Zorich, Z.   If the World Began Again, Would Life as We Know It Exist? Nautil.us, June 19 (2014).


NOTES:
Mathematical notation courtesy Wolfram MathWorld (http://mathworld.wolfram.com). Implemented in Excel courtesy of eXcel eXchange (http://excelexchange.com). Excel workbook (computed using pseudo-data) located on Github (https://github.com/balicea/evo-birthdays).

[1] Vermeij, G.J.   Historical contingency and the purported uniqueness of evolutionary innovations. PNAS, 103(6), 1804-1809 (2006).

[2] Taylor, E.B. and McPhail, J.D.   Historical contingency and ecological determinism interact to prime speciation in sticklebacks, Gasterosteus. Proceedings of The Royal Society of London B, 267, 2375-2384 (2000).

[3] Blount, Z.D., Borland, C.Z., and Lenski, R.E.   Historical contingency and the evolution of a key innovation in an experimental population of Escherichia coli.

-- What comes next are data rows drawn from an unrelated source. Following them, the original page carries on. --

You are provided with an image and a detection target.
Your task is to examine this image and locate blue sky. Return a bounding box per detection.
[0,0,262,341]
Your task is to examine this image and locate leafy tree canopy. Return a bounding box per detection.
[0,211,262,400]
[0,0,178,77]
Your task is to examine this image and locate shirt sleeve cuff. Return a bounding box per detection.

PNAS, 105(23), 7899-7906 (2008).

[4] Travisano, M., Mongold, J.A., Bennett, A.F., and Lenski, R.E.   Experimental Tests of the Roles of Adaptation, Chance, and History in Evolution. Science, 267, 87-90 (1995).

[5] Fales, E.   Uniqueness and Historical Laws. Philosophy of Science, 47(2), 260-276 (1980).

[6] The Plinko analogy has also been used to describe the epigenetic landscapes of Waddington: Gordon, R. Introduction to differentiation waves Part 2. The evo-devo of epigenetic landscapes as differentiation trees. Embryogenesis Explained course (2013).

[7] Fletcher, J.   The Birthday Paradox at the World Cup. BBC News Magazine, June 15 (2014).

[8] Mathematics: what are some of the most counterintuitive mathematical results? Quora, March 27 (2014).

[9] Crutchfield, J., Farmer, J.D., Packard, N.H., and Shaw, R.S.   Chaos. Scientific American, December (1986).